Page MenuHomePhabricator

[SPIKE] Estimate growth in demand for Parser Cache storage
Open, MediumPublic

Description

This task represents the work with estimating how the demand for Parser Cache storage could change over time.

The need for such an estimate emerged in the 1 July 2021 meeting between the Editing, Data Persistence, Performance, and Parsing Teams.

Open question(s)

  • 1. How do we estimate the storage demand being placed on the parser cache will change over time? Note: the changes in said "storage demands" will be driven by parameters edit rate, data retention time, etc.

Done

  • Answers to all ===Open question(s) are documented within this task's description

Event Timeline

ppelberg edited projects, added Editing-team (Tracking); removed Editing-team.
ppelberg moved this task from Backlog to External on the Editing-team (Tracking) board.
Krinkle triaged this task as High priority.Jul 19 2021, 6:04 PM
Krinkle changed the task status from Open to Stalled.Dec 20 2021, 7:24 PM
Krinkle lowered the priority of this task from High to Medium.

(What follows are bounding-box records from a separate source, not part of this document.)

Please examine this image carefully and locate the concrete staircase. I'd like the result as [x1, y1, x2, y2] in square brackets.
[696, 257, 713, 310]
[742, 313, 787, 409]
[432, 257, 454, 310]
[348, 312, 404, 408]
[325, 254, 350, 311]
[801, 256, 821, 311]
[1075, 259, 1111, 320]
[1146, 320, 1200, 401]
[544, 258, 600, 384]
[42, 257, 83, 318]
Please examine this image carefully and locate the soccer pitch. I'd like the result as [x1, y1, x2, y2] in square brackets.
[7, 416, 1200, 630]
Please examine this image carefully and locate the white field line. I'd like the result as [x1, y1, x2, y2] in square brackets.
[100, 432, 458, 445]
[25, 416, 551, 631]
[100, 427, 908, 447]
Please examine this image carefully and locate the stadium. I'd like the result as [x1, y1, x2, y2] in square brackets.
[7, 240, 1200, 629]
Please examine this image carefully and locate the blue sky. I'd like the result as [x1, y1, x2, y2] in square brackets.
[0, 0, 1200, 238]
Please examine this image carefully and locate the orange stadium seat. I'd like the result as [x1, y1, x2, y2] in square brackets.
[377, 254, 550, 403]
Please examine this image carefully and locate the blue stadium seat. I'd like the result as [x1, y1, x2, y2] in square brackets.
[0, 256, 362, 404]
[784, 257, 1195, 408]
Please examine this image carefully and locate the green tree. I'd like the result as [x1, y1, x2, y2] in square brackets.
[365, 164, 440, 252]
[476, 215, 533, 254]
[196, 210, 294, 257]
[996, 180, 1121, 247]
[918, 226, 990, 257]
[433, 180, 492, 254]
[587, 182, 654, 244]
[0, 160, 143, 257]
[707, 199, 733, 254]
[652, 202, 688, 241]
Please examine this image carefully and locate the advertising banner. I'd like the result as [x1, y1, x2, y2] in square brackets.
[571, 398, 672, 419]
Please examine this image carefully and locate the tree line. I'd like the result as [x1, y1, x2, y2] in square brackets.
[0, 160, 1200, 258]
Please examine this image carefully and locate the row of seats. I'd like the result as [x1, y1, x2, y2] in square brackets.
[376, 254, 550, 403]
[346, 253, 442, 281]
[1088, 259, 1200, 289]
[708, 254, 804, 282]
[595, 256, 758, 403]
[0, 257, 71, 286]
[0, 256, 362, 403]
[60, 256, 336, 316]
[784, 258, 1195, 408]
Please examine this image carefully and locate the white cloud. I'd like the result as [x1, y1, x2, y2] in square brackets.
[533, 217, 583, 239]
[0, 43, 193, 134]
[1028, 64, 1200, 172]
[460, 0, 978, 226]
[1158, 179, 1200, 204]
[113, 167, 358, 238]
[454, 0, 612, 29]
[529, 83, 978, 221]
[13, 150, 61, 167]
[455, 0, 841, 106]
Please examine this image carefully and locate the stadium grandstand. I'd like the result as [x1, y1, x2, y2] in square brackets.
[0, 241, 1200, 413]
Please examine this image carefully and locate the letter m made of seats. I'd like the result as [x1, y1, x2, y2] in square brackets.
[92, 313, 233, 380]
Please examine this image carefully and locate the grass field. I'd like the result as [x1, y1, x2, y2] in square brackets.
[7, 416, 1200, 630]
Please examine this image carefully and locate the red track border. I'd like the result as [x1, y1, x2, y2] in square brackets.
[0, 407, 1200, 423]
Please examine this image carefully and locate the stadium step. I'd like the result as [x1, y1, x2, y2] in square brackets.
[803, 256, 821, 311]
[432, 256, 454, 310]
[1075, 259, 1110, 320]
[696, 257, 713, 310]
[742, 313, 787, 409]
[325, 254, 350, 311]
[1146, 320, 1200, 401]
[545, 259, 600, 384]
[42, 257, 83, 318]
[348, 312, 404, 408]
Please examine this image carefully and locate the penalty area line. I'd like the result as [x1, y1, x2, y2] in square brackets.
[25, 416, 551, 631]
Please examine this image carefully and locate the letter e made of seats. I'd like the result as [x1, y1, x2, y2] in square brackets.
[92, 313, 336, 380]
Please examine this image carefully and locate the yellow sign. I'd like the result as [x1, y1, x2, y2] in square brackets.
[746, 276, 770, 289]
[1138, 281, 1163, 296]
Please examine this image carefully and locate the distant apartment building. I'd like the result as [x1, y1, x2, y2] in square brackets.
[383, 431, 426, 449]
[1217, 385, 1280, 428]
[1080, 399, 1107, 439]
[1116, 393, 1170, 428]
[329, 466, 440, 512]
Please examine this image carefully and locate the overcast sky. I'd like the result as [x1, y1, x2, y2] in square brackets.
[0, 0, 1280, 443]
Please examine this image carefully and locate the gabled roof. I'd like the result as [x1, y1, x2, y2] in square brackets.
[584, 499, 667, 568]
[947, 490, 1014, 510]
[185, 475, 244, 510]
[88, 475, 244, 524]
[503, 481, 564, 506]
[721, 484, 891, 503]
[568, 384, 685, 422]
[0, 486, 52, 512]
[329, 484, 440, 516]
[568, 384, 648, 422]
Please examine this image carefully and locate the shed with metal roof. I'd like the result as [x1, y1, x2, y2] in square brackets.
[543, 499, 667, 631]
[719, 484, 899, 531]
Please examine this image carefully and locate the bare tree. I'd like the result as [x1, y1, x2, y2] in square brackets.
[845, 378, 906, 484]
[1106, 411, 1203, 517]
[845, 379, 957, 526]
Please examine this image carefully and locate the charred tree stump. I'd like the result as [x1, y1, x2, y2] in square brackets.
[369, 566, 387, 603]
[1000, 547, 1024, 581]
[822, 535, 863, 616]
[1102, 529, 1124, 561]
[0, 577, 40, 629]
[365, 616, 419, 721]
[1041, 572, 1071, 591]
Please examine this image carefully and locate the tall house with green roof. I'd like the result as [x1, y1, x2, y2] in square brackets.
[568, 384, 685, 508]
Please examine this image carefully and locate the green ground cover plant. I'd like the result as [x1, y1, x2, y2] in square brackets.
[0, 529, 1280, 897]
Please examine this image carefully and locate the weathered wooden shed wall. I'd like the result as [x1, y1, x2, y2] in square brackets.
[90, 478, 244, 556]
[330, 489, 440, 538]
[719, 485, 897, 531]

Marking as stalled for now pending parent task's being unblocked. I might still squeeze this in earlier, but it's not urgent right now.

I spent some time on this. I did a sampling of 1.1% (3/256) and here is some notes.

One big takeaway here is that PC size is not correlated to the size of wikis or reads, it is mostly about Commons and Wikidata. The other half is other wikis. When it comes to records, 29.8% of all of ParserCache entries is commons. To explain how massive it is: It is bigger than the next eleven wikis combined (excluding wikidata, I'll explain below why).

You can basically assume something like this is could give a very rough esitmated number of records of the PC. The current total is 481M entries:

1.33A + B + 0.4C + 0.77D

Where

  • A is total number of pages in commons. Keep it in mind that is not about images, all pages.
  • B is total number of pages edited in wikidata in the last month. Currently around 7M.
  • C is total number of pages in Wikidata. All pages.
  • D is total number of pages in all wikis except Wikidata and commons.

The 0.77 index is pretty consistent across wikis I checked. But A could be broken down to number of images in commons and number of pages (outside ns6). It would be something like 1.4 for files and 1.1 for the rest.

Commons

Commons is a big mess. We actually improved this with action=render clean up but it didn't have as good as effect as I hoped, for a funny reason. Each wiki is using uselang=, making it fragmented by language. So most of action render fragmentation now turned into language ones. It is good to have it anyway.

If you try to see the size instead of records, the percentage actually increases to 31%, it means average PC entry for example is slightly bigger than the average entries in ParserCache which I think is a bit surprising.

This seems to be combination of multiple factors here leading to this massive storage:

  • a lot of refresh links jobs being triggered.
    • Commons have a lot of templates that are widely used and any change on them would cause a massive increase. One really good to tackle this is to move documentation of templates to its own slot.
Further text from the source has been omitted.